WHCP-FM
- Trappe, Maryland; United States;
- Broadcast area: Cambridge, Maryland; Algonquin, Maryland;
- Frequency: 91.7 MHz
- Branding: "WHCP Radio"

Programming
- Format: Variety
- Affiliations: NPR

Ownership
- Owner: Mid-Shore Community Radio, Inc.

History
- First air date: July 4, 2015
- Former call signs: WHCP-LP (2014–2023)
- Former frequencies: 101.5 MHz (2014–2023)
- Call sign meaning: "We Help Cambridge Prosper!"

Technical information
- Licensing authority: FCC
- Facility ID: 762627
- Class: B1
- Power: 14,000 watts
- HAAT: 48 meters (157 ft)
- Transmitter coordinates: 38°34′7.2″N 76°4′30.5″W﻿ / ﻿38.568667°N 76.075139°W

Links
- Public license information: Public file; LMS;
- Webcast: Listen live
- Website: whcp.org

= WHCP-FM =

WHCP-FM (91.7 FM) is a variety-formatted public and community radio station licensed to Trappe, Maryland, and serving Cambridge and Algonquin in Maryland. WHCP-FM is owned and operated by Mid-Shore Community Radio, Inc.

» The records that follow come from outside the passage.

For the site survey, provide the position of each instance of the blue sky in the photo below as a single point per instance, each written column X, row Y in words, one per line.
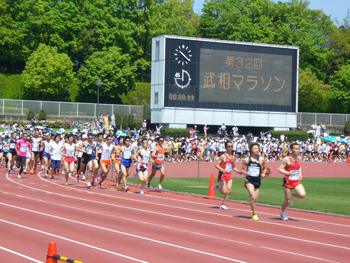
column 336, row 8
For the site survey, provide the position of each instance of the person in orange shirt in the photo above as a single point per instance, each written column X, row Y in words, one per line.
column 158, row 156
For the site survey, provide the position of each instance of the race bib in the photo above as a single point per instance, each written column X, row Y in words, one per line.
column 229, row 167
column 253, row 171
column 89, row 150
column 127, row 154
column 295, row 176
column 23, row 148
column 35, row 147
column 161, row 157
column 70, row 153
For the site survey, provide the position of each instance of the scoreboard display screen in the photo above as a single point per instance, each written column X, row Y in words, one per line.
column 232, row 76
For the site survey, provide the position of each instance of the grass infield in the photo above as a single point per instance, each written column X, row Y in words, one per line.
column 330, row 195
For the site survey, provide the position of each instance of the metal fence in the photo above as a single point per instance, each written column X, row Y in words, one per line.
column 68, row 109
column 329, row 119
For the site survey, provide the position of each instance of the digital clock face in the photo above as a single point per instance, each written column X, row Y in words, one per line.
column 183, row 55
column 230, row 76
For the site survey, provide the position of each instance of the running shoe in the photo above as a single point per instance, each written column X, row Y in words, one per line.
column 284, row 216
column 223, row 207
column 291, row 203
column 215, row 188
column 255, row 217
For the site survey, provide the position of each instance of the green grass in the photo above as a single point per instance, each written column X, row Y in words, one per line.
column 330, row 195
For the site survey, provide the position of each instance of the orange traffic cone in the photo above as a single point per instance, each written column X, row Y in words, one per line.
column 211, row 193
column 51, row 251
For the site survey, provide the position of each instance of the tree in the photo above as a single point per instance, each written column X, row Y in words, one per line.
column 314, row 95
column 340, row 89
column 49, row 75
column 139, row 96
column 114, row 70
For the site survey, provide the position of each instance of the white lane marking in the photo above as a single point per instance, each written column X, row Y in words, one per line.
column 201, row 211
column 176, row 229
column 118, row 232
column 201, row 221
column 19, row 254
column 70, row 240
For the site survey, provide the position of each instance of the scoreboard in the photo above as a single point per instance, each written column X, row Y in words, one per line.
column 196, row 73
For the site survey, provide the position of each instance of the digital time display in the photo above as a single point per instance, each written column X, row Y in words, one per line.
column 230, row 76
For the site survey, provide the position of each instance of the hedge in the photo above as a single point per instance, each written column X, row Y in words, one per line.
column 291, row 135
column 175, row 133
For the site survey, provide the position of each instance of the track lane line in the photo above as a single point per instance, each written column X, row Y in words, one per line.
column 20, row 255
column 177, row 229
column 201, row 221
column 110, row 230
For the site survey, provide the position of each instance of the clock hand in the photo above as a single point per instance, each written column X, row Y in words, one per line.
column 184, row 56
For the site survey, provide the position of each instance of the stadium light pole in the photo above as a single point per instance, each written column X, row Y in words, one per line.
column 98, row 84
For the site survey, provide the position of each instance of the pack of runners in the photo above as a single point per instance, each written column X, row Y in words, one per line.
column 91, row 157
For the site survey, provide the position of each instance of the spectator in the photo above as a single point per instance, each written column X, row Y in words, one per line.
column 191, row 133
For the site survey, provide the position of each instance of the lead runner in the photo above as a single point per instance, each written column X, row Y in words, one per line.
column 290, row 167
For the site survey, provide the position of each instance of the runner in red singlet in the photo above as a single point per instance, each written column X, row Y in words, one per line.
column 290, row 167
column 225, row 164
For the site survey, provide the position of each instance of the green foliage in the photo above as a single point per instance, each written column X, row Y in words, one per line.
column 340, row 88
column 131, row 121
column 30, row 115
column 291, row 135
column 115, row 71
column 347, row 128
column 11, row 86
column 125, row 121
column 118, row 119
column 42, row 115
column 314, row 95
column 49, row 75
column 175, row 133
column 139, row 96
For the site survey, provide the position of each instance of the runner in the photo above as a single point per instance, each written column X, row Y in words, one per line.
column 21, row 147
column 251, row 168
column 225, row 164
column 158, row 156
column 126, row 160
column 46, row 146
column 290, row 167
column 36, row 145
column 106, row 154
column 68, row 151
column 87, row 148
column 142, row 157
column 56, row 157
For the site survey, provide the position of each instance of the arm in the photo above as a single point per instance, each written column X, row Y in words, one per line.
column 281, row 169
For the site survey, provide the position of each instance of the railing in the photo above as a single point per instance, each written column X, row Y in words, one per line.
column 329, row 119
column 67, row 109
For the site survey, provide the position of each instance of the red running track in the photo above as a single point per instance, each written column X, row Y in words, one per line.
column 107, row 225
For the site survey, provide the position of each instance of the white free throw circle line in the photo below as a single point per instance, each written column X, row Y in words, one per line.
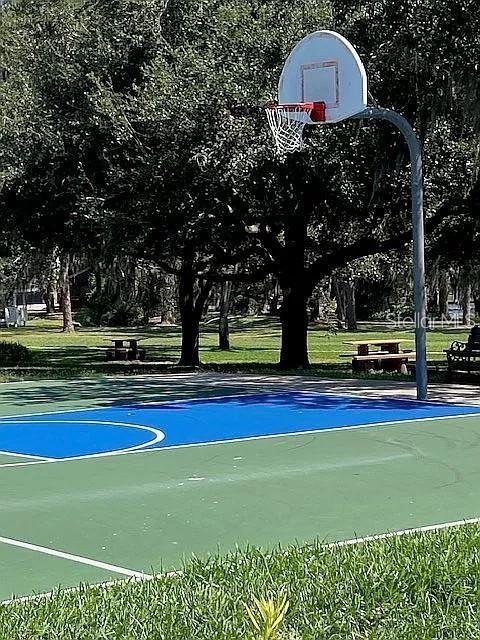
column 157, row 433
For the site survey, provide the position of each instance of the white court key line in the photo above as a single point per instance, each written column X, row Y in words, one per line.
column 178, row 574
column 80, row 559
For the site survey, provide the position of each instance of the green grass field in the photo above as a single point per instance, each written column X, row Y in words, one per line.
column 254, row 342
column 416, row 587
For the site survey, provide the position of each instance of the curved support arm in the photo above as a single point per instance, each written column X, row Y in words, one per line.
column 415, row 150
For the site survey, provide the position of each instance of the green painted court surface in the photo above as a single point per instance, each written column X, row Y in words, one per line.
column 146, row 512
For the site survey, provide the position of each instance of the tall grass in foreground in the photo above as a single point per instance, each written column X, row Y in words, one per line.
column 414, row 587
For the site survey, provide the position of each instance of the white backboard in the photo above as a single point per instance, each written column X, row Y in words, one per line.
column 324, row 67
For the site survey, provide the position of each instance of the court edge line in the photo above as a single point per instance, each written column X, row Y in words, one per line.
column 178, row 574
column 74, row 558
column 234, row 440
column 233, row 395
column 24, row 455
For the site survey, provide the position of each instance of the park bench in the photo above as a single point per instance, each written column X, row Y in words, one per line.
column 464, row 357
column 125, row 350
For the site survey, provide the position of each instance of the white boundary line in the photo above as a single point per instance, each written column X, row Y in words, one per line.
column 142, row 449
column 178, row 574
column 24, row 455
column 74, row 558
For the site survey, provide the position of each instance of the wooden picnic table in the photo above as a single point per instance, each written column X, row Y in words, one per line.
column 389, row 357
column 125, row 349
column 390, row 346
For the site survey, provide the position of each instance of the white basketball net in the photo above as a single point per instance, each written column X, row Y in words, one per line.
column 287, row 123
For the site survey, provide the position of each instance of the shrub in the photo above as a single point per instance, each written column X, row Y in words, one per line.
column 13, row 354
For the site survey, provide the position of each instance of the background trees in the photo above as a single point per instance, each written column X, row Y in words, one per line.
column 133, row 142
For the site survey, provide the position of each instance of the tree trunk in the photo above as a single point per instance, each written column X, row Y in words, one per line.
column 443, row 295
column 49, row 299
column 223, row 328
column 293, row 282
column 190, row 323
column 465, row 302
column 338, row 294
column 273, row 310
column 191, row 310
column 350, row 305
column 294, row 318
column 68, row 326
column 433, row 301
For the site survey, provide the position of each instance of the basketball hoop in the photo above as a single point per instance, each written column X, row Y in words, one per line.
column 287, row 122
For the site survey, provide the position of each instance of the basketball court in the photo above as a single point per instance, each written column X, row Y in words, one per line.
column 112, row 478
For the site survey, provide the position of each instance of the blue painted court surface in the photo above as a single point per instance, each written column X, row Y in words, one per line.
column 138, row 427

The station is the successor to WHCP-LP (101.5 FM), which went on the air July 4, 2015. On July 15, 2023, WHCP-LP was relaunched as WHCP-FM, on 91.7 FM. The station is now an NPR member station that airs a mix of regular NPR programming, such as All Things Considered, interlaced with music and community shows focused on the Mid-Shore area of Maryland. On August 1, 2023, Cambridge Community Radio surrendered the original WHCP-LP license to the Federal Communications Commission, who cancelled it the same day.